Les responsables informatiques des écoles sont inquiets. Pas à propos de la technologie elle-même. C’est l’argent. Le personnel. Le simple manque d’expertise. Un nouveau rapport indique que des progrès sont réalisés en matière de lignes directrices en matière d’intelligence artificielle et d’outils de contrôle. Mais les fondations sont fragiles.

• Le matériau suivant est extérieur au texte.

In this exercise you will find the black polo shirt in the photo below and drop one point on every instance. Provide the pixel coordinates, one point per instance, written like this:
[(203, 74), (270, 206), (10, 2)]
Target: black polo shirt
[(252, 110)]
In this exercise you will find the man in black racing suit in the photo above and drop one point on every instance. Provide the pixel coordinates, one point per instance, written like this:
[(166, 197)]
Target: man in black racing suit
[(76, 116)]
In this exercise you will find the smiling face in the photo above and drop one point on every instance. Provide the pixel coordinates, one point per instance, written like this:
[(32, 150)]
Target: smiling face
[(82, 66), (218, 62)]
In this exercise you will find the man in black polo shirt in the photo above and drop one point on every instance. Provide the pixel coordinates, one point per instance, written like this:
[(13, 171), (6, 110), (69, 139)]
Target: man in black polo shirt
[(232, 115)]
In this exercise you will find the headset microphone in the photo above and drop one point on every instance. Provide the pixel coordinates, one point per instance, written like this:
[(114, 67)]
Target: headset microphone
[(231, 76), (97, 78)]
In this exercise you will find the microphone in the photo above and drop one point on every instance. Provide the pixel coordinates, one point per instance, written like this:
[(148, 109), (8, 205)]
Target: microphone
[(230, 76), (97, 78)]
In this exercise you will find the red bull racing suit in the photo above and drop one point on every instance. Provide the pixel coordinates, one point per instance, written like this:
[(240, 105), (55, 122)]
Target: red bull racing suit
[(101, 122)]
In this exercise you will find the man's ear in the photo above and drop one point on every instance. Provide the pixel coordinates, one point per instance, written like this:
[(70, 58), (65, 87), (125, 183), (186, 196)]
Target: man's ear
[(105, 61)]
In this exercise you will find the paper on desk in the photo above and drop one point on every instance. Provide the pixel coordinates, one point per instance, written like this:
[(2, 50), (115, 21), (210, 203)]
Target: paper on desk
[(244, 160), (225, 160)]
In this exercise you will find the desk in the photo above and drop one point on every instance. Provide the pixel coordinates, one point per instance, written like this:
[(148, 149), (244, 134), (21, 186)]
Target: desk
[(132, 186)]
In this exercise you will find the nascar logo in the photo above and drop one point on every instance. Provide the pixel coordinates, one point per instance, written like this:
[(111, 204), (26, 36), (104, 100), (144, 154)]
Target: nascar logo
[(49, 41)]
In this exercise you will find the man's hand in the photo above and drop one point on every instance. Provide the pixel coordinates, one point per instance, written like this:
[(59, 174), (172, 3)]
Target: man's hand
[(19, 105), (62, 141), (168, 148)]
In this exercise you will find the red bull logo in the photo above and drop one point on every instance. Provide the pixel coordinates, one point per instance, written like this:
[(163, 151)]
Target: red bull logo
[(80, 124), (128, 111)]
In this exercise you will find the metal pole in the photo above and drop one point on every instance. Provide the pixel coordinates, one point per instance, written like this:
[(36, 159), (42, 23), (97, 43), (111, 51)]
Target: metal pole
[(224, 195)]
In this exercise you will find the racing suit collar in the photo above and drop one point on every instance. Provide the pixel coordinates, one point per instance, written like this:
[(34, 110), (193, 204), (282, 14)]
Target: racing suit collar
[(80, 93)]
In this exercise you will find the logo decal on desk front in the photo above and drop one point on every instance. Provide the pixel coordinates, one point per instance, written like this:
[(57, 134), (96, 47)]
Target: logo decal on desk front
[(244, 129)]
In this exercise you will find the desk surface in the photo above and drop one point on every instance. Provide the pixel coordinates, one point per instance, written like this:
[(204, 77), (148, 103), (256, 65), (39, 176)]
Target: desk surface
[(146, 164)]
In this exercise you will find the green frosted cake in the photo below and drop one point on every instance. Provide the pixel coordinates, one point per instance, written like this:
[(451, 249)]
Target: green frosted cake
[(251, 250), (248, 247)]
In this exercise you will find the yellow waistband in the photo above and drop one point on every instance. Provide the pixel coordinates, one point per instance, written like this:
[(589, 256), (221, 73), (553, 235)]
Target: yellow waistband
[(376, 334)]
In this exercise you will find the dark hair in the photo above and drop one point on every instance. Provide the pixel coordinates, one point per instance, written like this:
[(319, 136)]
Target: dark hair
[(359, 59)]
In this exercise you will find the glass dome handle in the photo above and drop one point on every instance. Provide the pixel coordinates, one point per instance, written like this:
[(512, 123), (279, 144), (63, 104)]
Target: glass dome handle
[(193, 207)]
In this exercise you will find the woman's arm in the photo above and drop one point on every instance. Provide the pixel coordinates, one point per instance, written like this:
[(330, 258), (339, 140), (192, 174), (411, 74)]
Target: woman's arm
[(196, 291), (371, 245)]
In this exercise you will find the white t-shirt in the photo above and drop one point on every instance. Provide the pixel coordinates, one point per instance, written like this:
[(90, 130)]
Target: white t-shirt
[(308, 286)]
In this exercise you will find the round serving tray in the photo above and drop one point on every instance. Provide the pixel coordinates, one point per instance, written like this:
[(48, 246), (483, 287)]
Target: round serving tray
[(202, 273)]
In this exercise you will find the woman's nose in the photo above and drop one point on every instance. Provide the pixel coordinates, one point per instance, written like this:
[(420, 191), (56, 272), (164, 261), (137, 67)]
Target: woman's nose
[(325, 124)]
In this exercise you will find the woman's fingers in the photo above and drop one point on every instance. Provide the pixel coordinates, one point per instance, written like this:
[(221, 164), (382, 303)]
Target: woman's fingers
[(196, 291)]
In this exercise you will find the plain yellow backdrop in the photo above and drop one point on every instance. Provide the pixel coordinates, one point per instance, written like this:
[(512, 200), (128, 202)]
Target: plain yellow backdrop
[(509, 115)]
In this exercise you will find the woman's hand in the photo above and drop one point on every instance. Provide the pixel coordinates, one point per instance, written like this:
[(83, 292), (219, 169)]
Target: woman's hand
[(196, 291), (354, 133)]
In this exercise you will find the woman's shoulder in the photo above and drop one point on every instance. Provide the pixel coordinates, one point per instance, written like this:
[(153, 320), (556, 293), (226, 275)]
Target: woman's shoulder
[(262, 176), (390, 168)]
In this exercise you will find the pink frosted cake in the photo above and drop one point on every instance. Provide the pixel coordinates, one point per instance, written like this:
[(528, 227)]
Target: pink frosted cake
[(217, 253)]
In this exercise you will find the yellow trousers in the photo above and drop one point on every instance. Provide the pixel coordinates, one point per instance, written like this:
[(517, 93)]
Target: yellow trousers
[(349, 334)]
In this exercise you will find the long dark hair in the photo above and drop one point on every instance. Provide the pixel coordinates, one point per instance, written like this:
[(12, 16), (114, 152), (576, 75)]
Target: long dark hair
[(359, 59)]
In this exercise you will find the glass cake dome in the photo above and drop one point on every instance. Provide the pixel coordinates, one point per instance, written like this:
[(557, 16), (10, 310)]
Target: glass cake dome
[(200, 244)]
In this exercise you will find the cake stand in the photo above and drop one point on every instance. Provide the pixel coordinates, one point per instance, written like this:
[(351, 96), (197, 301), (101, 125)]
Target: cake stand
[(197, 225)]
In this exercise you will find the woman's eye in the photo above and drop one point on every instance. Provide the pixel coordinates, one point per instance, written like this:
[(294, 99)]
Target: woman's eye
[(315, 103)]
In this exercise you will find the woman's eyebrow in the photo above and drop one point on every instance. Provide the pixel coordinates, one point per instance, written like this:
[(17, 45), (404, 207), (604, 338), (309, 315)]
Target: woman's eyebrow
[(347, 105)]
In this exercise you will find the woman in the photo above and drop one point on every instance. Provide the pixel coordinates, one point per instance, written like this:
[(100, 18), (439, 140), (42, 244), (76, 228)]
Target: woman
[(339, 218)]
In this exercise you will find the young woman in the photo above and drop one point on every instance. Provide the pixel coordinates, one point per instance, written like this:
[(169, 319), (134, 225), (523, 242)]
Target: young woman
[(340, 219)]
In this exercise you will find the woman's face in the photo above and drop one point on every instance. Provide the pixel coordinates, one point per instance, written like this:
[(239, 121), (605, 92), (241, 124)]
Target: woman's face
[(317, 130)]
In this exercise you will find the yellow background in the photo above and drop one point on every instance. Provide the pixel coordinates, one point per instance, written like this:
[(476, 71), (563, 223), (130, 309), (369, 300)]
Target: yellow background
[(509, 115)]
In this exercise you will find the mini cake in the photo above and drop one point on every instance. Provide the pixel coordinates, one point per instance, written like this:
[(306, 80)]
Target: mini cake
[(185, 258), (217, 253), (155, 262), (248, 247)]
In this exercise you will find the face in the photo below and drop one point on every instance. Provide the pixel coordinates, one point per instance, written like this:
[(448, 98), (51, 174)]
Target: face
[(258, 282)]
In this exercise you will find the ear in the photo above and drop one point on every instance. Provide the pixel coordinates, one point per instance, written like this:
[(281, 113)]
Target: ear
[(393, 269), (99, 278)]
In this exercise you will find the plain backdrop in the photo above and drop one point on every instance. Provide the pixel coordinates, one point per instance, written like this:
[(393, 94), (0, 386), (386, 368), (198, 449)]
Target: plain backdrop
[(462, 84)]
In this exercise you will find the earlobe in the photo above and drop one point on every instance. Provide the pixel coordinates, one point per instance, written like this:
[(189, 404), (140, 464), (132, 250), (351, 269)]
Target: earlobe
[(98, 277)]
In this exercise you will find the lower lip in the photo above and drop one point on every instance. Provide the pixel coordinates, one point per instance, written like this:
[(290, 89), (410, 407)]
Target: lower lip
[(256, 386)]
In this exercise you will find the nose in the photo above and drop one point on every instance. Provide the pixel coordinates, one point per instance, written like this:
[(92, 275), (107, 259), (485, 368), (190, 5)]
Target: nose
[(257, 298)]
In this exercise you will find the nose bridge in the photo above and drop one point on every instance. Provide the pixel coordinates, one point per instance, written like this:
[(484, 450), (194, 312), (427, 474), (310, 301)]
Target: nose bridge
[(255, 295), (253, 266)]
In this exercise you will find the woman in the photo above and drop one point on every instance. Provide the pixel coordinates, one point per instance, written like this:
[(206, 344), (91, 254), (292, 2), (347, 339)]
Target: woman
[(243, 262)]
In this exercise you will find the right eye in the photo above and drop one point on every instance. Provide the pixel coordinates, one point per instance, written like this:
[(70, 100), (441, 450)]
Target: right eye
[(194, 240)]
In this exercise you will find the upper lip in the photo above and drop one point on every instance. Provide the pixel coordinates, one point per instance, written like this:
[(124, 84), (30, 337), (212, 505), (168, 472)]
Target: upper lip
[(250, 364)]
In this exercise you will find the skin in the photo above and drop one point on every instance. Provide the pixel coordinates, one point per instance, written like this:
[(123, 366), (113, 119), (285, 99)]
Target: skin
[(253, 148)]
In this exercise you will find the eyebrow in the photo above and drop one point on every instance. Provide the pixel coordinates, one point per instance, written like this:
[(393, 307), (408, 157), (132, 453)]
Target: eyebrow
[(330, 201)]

Le rapport annuel sur l’état de l’EdTech a interrogé environ 600 CTO. Le résultat ? L’adoption de l’IA explose. Près de 80 pour cent des districts disposent de lignes directrices en matière d’IA. En hausse par rapport à 57 % en 2025. Ce bond est fou. Surtout quand on considère le nombre de petites écoles rurales qui existent. Keith Krueger, PDG de CoSN, qualifie cela de « choquant ». Au moins, les orientations avancent rapidement. C’est une étape fondamentale.
« Nous constatons un mouvement », note Krueger.
Mais le mouvement se heurte à un mur. Le mur s’appelle ressources. Ou plutôt. Leur absence. Les écoles ne peuvent pas former tout le monde. Pas assez d’argent. Pas assez de temps. Il ne s’agit pas seulement d’apprendre à cliquer sur un bouton. Il s’agit de changer la façon de penser des administrateurs. Comment ils utilisent les outils. La formation doit être de qualité. Ou alors ça ne veut rien dire.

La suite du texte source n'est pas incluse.